The Little Mermaid
Until Saturday, December 2
IT’S COMMONLY said that 93 per cent of human communication is non-verbal — Northern Ballet lends that figure great weight.
Surely there was never such joy, pain, humour and sadness conveyed without words at all.
Forget Disney — The Little Mermaid is a beautiful ballet revival, by David Nixon OBE, of Hans Christian Andersen’s somewhat grim fairy tale.
Mermaid Marilla (Dreda Blow) longs to see land after finding a prince’s locket. When the sailor prince is shipwrecked, she rescues and carries him ashore.
Given legs by Lyr, lord of the sea (Ashley Dixon), she pursues her love on land — but the gift comes at the cost of her beautiful voice.
Prince Adair (Guiliano Contradini) mistakes young Dana (Hannah Bateman) for the stranger who rescued him and falls in love with her.
When Marilla arrives, he takes pity on the poor mute — but doesn’t recognise his mistake.
With Adair and Dana set to marry, can the mermaid communicate her love and live happily ever ashore?
Fully realised in just 13 months, this original piece is a masterclass in traditional dancing, supported sumptuously by drama, carnival and mime.

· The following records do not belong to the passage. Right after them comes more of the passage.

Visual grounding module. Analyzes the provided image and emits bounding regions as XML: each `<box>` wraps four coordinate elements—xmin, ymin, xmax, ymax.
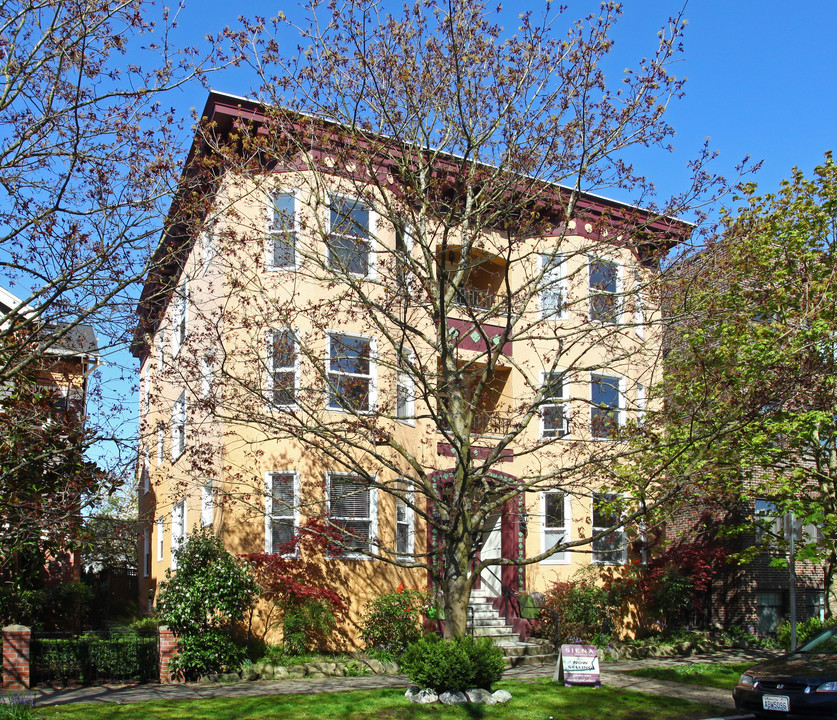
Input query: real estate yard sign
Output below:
<box><xmin>552</xmin><ymin>645</ymin><xmax>602</xmax><ymax>687</ymax></box>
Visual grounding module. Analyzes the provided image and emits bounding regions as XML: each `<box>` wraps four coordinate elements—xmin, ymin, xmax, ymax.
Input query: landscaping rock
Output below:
<box><xmin>439</xmin><ymin>692</ymin><xmax>468</xmax><ymax>705</ymax></box>
<box><xmin>465</xmin><ymin>688</ymin><xmax>497</xmax><ymax>705</ymax></box>
<box><xmin>410</xmin><ymin>690</ymin><xmax>439</xmax><ymax>705</ymax></box>
<box><xmin>492</xmin><ymin>690</ymin><xmax>511</xmax><ymax>703</ymax></box>
<box><xmin>365</xmin><ymin>658</ymin><xmax>385</xmax><ymax>675</ymax></box>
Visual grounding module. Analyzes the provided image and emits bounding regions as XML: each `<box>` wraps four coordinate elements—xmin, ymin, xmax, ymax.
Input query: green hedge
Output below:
<box><xmin>31</xmin><ymin>634</ymin><xmax>157</xmax><ymax>683</ymax></box>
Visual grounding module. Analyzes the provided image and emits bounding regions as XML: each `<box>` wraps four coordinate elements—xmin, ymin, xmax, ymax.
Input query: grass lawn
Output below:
<box><xmin>33</xmin><ymin>679</ymin><xmax>722</xmax><ymax>720</ymax></box>
<box><xmin>626</xmin><ymin>660</ymin><xmax>756</xmax><ymax>691</ymax></box>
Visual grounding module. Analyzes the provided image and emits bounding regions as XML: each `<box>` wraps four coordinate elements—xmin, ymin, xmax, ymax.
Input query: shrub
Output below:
<box><xmin>538</xmin><ymin>578</ymin><xmax>616</xmax><ymax>646</ymax></box>
<box><xmin>360</xmin><ymin>585</ymin><xmax>427</xmax><ymax>658</ymax></box>
<box><xmin>401</xmin><ymin>635</ymin><xmax>505</xmax><ymax>692</ymax></box>
<box><xmin>158</xmin><ymin>530</ymin><xmax>256</xmax><ymax>678</ymax></box>
<box><xmin>776</xmin><ymin>617</ymin><xmax>837</xmax><ymax>650</ymax></box>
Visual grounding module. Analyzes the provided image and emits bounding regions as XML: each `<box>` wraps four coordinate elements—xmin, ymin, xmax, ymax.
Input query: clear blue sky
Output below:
<box><xmin>167</xmin><ymin>0</ymin><xmax>837</xmax><ymax>208</ymax></box>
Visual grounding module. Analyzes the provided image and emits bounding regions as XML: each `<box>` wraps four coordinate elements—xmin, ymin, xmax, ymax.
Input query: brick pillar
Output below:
<box><xmin>157</xmin><ymin>625</ymin><xmax>183</xmax><ymax>685</ymax></box>
<box><xmin>3</xmin><ymin>625</ymin><xmax>32</xmax><ymax>690</ymax></box>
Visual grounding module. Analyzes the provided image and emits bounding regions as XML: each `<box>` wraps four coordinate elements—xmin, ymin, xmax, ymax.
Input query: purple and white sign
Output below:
<box><xmin>552</xmin><ymin>645</ymin><xmax>602</xmax><ymax>687</ymax></box>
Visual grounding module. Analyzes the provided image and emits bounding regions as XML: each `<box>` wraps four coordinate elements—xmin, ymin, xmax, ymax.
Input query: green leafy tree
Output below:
<box><xmin>660</xmin><ymin>153</ymin><xmax>837</xmax><ymax>612</ymax></box>
<box><xmin>158</xmin><ymin>531</ymin><xmax>257</xmax><ymax>678</ymax></box>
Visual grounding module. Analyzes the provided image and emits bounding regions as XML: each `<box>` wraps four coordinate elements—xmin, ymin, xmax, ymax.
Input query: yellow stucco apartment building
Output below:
<box><xmin>133</xmin><ymin>93</ymin><xmax>689</xmax><ymax>641</ymax></box>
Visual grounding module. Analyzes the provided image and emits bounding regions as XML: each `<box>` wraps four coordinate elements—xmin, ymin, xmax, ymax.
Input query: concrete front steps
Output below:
<box><xmin>468</xmin><ymin>590</ymin><xmax>557</xmax><ymax>668</ymax></box>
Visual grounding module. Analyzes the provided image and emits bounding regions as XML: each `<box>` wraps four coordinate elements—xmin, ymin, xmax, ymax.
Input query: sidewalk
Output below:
<box><xmin>32</xmin><ymin>650</ymin><xmax>770</xmax><ymax>710</ymax></box>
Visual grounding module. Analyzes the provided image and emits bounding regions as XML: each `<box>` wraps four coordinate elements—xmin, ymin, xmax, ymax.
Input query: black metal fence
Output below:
<box><xmin>29</xmin><ymin>632</ymin><xmax>159</xmax><ymax>685</ymax></box>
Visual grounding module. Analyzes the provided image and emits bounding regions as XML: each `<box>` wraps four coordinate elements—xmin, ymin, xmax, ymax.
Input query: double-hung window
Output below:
<box><xmin>171</xmin><ymin>390</ymin><xmax>186</xmax><ymax>460</ymax></box>
<box><xmin>540</xmin><ymin>371</ymin><xmax>570</xmax><ymax>438</ymax></box>
<box><xmin>326</xmin><ymin>333</ymin><xmax>375</xmax><ymax>412</ymax></box>
<box><xmin>395</xmin><ymin>350</ymin><xmax>416</xmax><ymax>424</ymax></box>
<box><xmin>156</xmin><ymin>515</ymin><xmax>166</xmax><ymax>562</ymax></box>
<box><xmin>264</xmin><ymin>472</ymin><xmax>299</xmax><ymax>555</ymax></box>
<box><xmin>328</xmin><ymin>473</ymin><xmax>378</xmax><ymax>556</ymax></box>
<box><xmin>590</xmin><ymin>373</ymin><xmax>622</xmax><ymax>440</ymax></box>
<box><xmin>142</xmin><ymin>528</ymin><xmax>151</xmax><ymax>577</ymax></box>
<box><xmin>540</xmin><ymin>253</ymin><xmax>567</xmax><ymax>320</ymax></box>
<box><xmin>267</xmin><ymin>191</ymin><xmax>299</xmax><ymax>270</ymax></box>
<box><xmin>395</xmin><ymin>480</ymin><xmax>415</xmax><ymax>560</ymax></box>
<box><xmin>327</xmin><ymin>196</ymin><xmax>372</xmax><ymax>277</ymax></box>
<box><xmin>171</xmin><ymin>499</ymin><xmax>186</xmax><ymax>570</ymax></box>
<box><xmin>589</xmin><ymin>257</ymin><xmax>619</xmax><ymax>323</ymax></box>
<box><xmin>171</xmin><ymin>278</ymin><xmax>189</xmax><ymax>357</ymax></box>
<box><xmin>267</xmin><ymin>329</ymin><xmax>299</xmax><ymax>407</ymax></box>
<box><xmin>591</xmin><ymin>493</ymin><xmax>628</xmax><ymax>565</ymax></box>
<box><xmin>201</xmin><ymin>480</ymin><xmax>215</xmax><ymax>527</ymax></box>
<box><xmin>541</xmin><ymin>490</ymin><xmax>570</xmax><ymax>563</ymax></box>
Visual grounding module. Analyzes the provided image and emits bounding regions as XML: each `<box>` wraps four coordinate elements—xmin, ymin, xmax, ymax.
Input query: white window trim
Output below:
<box><xmin>265</xmin><ymin>187</ymin><xmax>302</xmax><ymax>272</ymax></box>
<box><xmin>140</xmin><ymin>448</ymin><xmax>151</xmax><ymax>494</ymax></box>
<box><xmin>326</xmin><ymin>193</ymin><xmax>378</xmax><ymax>280</ymax></box>
<box><xmin>265</xmin><ymin>328</ymin><xmax>300</xmax><ymax>411</ymax></box>
<box><xmin>396</xmin><ymin>350</ymin><xmax>416</xmax><ymax>427</ymax></box>
<box><xmin>590</xmin><ymin>491</ymin><xmax>628</xmax><ymax>567</ymax></box>
<box><xmin>157</xmin><ymin>422</ymin><xmax>166</xmax><ymax>467</ymax></box>
<box><xmin>587</xmin><ymin>255</ymin><xmax>625</xmax><ymax>325</ymax></box>
<box><xmin>201</xmin><ymin>480</ymin><xmax>215</xmax><ymax>527</ymax></box>
<box><xmin>156</xmin><ymin>515</ymin><xmax>166</xmax><ymax>562</ymax></box>
<box><xmin>170</xmin><ymin>275</ymin><xmax>189</xmax><ymax>358</ymax></box>
<box><xmin>171</xmin><ymin>389</ymin><xmax>186</xmax><ymax>462</ymax></box>
<box><xmin>538</xmin><ymin>368</ymin><xmax>570</xmax><ymax>440</ymax></box>
<box><xmin>538</xmin><ymin>253</ymin><xmax>568</xmax><ymax>320</ymax></box>
<box><xmin>264</xmin><ymin>470</ymin><xmax>302</xmax><ymax>557</ymax></box>
<box><xmin>393</xmin><ymin>478</ymin><xmax>416</xmax><ymax>561</ymax></box>
<box><xmin>171</xmin><ymin>498</ymin><xmax>187</xmax><ymax>570</ymax></box>
<box><xmin>201</xmin><ymin>223</ymin><xmax>218</xmax><ymax>275</ymax></box>
<box><xmin>540</xmin><ymin>490</ymin><xmax>572</xmax><ymax>565</ymax></box>
<box><xmin>634</xmin><ymin>268</ymin><xmax>645</xmax><ymax>338</ymax></box>
<box><xmin>325</xmin><ymin>330</ymin><xmax>378</xmax><ymax>415</ymax></box>
<box><xmin>142</xmin><ymin>527</ymin><xmax>151</xmax><ymax>577</ymax></box>
<box><xmin>326</xmin><ymin>471</ymin><xmax>378</xmax><ymax>560</ymax></box>
<box><xmin>588</xmin><ymin>370</ymin><xmax>625</xmax><ymax>442</ymax></box>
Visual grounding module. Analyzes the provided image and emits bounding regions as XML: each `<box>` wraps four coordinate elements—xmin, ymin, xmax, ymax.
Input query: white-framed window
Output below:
<box><xmin>201</xmin><ymin>350</ymin><xmax>215</xmax><ymax>400</ymax></box>
<box><xmin>326</xmin><ymin>332</ymin><xmax>376</xmax><ymax>412</ymax></box>
<box><xmin>395</xmin><ymin>350</ymin><xmax>416</xmax><ymax>425</ymax></box>
<box><xmin>264</xmin><ymin>472</ymin><xmax>300</xmax><ymax>555</ymax></box>
<box><xmin>634</xmin><ymin>269</ymin><xmax>645</xmax><ymax>337</ymax></box>
<box><xmin>171</xmin><ymin>499</ymin><xmax>186</xmax><ymax>570</ymax></box>
<box><xmin>326</xmin><ymin>195</ymin><xmax>374</xmax><ymax>277</ymax></box>
<box><xmin>541</xmin><ymin>490</ymin><xmax>570</xmax><ymax>564</ymax></box>
<box><xmin>201</xmin><ymin>480</ymin><xmax>215</xmax><ymax>527</ymax></box>
<box><xmin>267</xmin><ymin>190</ymin><xmax>300</xmax><ymax>270</ymax></box>
<box><xmin>171</xmin><ymin>390</ymin><xmax>186</xmax><ymax>460</ymax></box>
<box><xmin>267</xmin><ymin>328</ymin><xmax>299</xmax><ymax>407</ymax></box>
<box><xmin>142</xmin><ymin>528</ymin><xmax>151</xmax><ymax>577</ymax></box>
<box><xmin>540</xmin><ymin>370</ymin><xmax>570</xmax><ymax>438</ymax></box>
<box><xmin>539</xmin><ymin>253</ymin><xmax>567</xmax><ymax>320</ymax></box>
<box><xmin>157</xmin><ymin>515</ymin><xmax>166</xmax><ymax>562</ymax></box>
<box><xmin>394</xmin><ymin>478</ymin><xmax>416</xmax><ymax>560</ymax></box>
<box><xmin>171</xmin><ymin>277</ymin><xmax>189</xmax><ymax>357</ymax></box>
<box><xmin>154</xmin><ymin>324</ymin><xmax>166</xmax><ymax>372</ymax></box>
<box><xmin>588</xmin><ymin>257</ymin><xmax>620</xmax><ymax>323</ymax></box>
<box><xmin>140</xmin><ymin>448</ymin><xmax>151</xmax><ymax>493</ymax></box>
<box><xmin>636</xmin><ymin>383</ymin><xmax>648</xmax><ymax>425</ymax></box>
<box><xmin>590</xmin><ymin>492</ymin><xmax>628</xmax><ymax>565</ymax></box>
<box><xmin>326</xmin><ymin>473</ymin><xmax>378</xmax><ymax>557</ymax></box>
<box><xmin>590</xmin><ymin>373</ymin><xmax>622</xmax><ymax>440</ymax></box>
<box><xmin>157</xmin><ymin>422</ymin><xmax>166</xmax><ymax>465</ymax></box>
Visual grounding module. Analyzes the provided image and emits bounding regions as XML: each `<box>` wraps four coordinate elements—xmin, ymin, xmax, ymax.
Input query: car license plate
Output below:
<box><xmin>761</xmin><ymin>695</ymin><xmax>790</xmax><ymax>712</ymax></box>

Choreographers have drawn from a world of cultures, with hints of the haka, Cossack and Bollywood dance creeping into the on-land numbers.
Under the sea, human currents carry mermaids aloft, sweeping them along swaying beds of sea flora.
The same dancers form powerful waves which crush Adair’s ship — represented with huge, thorn-shaped structures which are at different times a prow, a house, a palace and a cave.
It's a simple but very effective set device, which is whisked around the stage as though in a whirlpool.
This ship-wrecking scene is harrowing thoguh, with sailors tumbled aloft and dragged down to a watery grave.
Later, Marilla’s first steps are similarly painful, as she shudders fawn-like before collapsing in agony.
The whole saga is punctuated by pain — conveyed very fluently through face acting and mime. But the show remains family-friendly, a love story with a moral sting in the tail.
And there's also plenty to laugh at, with Dillon the seahorse (Matthew Koon) providing harlequin-like comic relief.
As with any ballet, the sheer strength and poise on display is awe-inspiring. Seeing a dancer pirouette en pointe, frozen like a music box ballerina, takes the breath away.
The accompanying score by Sally Beamish — played by an orchestra so large that parts of the Lyceum’s floor have been removed — soars and crashes spectacularly like the waves of a stormy sea.
With costume design which is clever and contemporary (echoing last year’s trend for green glitter and mermaid hair), my one and only criticism is of Lyr’s face.
For while everyone else’s emotions shone through, Lyr’s were obscured by his big, blue accessories.
It muddies the water slightly when this pivotal character, as changeable as the seas he commands, seems permanently angry.
But it’s a very minor gripe at a truly superb production, which will delight land-lubbers young and old.